A seguir, Kapell notabilizar-se-ia ainda mais após a sua execução do Concerto para piano e orquestra de Aram Khachaturian e seria responsável, em 1946,  pela primeira gravação do Concerto, com a orquestra Sinfônica de Boston sob a regência de Serge Koussevitzky. Rigoroso, disciplinado, cronometrava suas horas de estudo e não desprezava conselhos de destacados músicos ascendentes, como Vladimir Horowitz, Artur Schnabel, Rudolf Serkin, Pablo Casals e tantos outros luminares. Possuidor de uma excepcional técnica e de ímpar musicalidade, Kapell excursionaria, no final dos anos 1940, pelos Estados Unidos, Canadá, Europa e Austrália.

Seu último recital, após turnê pela Austrália, deu-se aos 22 de Outubro de 1953 em Geelong, Victoria. Alguns dias depois regressaria aos Estados Unidos, não sem antes dizer que não mais retornaria à Austrália, após críticas desabonadoras que recebera. Na manhã de 29 do mesmo mês, o avião em que viajava se espatifou ao colidir com árvores pouco antes da aterrissagem em São Francisco.

Houve comoção absoluta no meio artístico, mormente o norte-americano, pois, segundo o pianista Léon Fleisher (1928-2020), Kapell foi “o maior pianista que este país jamais produziu”.

Clique para ouvir, de Aram Khachaturian, Concerto para piano e orquestra na interpretação emblemática de William Kapell, acompanhado pela Orquestra Sinfônica de Boston sob a regência de Serge Koussevitzky (1946):

https://www.youtube.com/watch?v=wEi2C2-5G14

Causa forte impressão a leitura que William Kapell faz das obras executadas. Independentemente do pleno domínio, há uma consistência sem qualquer esforço para causar efeito acrobático. Tudo é realizado com a maior naturalidade e um respeito absoluto ao compositor. No universo mediático em que se estar a viver, o gesto, as micagens tornaram-se imperativos frente às câmaras. O virtuosismo está a serviço, em inúmeros casos, do impacto visual e auditivo. Uma das características da “civilização do espetáculo”, como bem apregoa Mario Vargas Llosa. William Kapell, possuidor de uma das mais impactantes virtuosidades, transforma-a em algo natural. A música em primeiro lugar, primazia absoluta. Não sem razão Leon Fleischer (1928-2020), notável pianista, afirmaria que Kapell foi “o maior pianista que os Estados Unidos jamais produziram”.

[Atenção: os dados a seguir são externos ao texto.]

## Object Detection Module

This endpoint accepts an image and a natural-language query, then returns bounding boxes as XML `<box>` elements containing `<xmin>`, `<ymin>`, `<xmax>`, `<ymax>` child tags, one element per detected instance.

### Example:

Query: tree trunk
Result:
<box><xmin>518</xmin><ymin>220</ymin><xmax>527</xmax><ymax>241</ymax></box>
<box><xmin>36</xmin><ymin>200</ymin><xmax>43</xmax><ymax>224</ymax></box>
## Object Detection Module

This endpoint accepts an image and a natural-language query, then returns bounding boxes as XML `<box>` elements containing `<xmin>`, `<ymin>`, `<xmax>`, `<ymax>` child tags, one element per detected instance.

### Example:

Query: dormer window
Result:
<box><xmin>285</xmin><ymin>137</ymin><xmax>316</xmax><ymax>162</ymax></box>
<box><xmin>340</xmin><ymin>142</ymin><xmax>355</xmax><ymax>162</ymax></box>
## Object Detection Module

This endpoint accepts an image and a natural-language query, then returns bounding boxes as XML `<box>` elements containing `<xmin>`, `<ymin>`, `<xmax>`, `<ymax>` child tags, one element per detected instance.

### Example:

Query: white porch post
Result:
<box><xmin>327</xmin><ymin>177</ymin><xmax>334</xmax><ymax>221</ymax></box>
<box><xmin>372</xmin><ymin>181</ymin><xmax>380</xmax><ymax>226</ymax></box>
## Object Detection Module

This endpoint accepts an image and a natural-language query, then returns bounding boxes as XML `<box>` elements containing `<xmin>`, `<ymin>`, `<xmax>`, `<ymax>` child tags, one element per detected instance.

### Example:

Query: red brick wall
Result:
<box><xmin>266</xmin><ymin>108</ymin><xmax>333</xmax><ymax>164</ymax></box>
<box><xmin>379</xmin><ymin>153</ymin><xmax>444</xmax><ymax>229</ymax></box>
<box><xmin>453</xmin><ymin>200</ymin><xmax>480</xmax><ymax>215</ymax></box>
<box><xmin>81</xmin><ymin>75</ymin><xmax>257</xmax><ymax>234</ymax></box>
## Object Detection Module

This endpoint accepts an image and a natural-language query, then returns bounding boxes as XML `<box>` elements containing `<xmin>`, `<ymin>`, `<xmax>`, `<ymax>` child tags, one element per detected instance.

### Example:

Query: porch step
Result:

Clique para ouvir, de Franz Liszt, na interpretação maiúscula de William Kapell, a Rapsódia Húngara nº 11:

https://www.youtube.com/watch?v=K0QUJUq2DcU

Dois grandes mestres do teclado pertencentes a gerações e escolas distintas, mas que permanecem no panteão dos iluminados do piano.

Miesczyslaw Horszowski and William Kapell, extraordinary pianists, lived extremes of human existence. Horszowski had one of the longest careers in the history of performing arts, dying at 101, while Kapell died at 31 after a tragic plane crash. However, both are linked by their exceptional interpretative qualities, and their names live on as stars of 20th century pianism.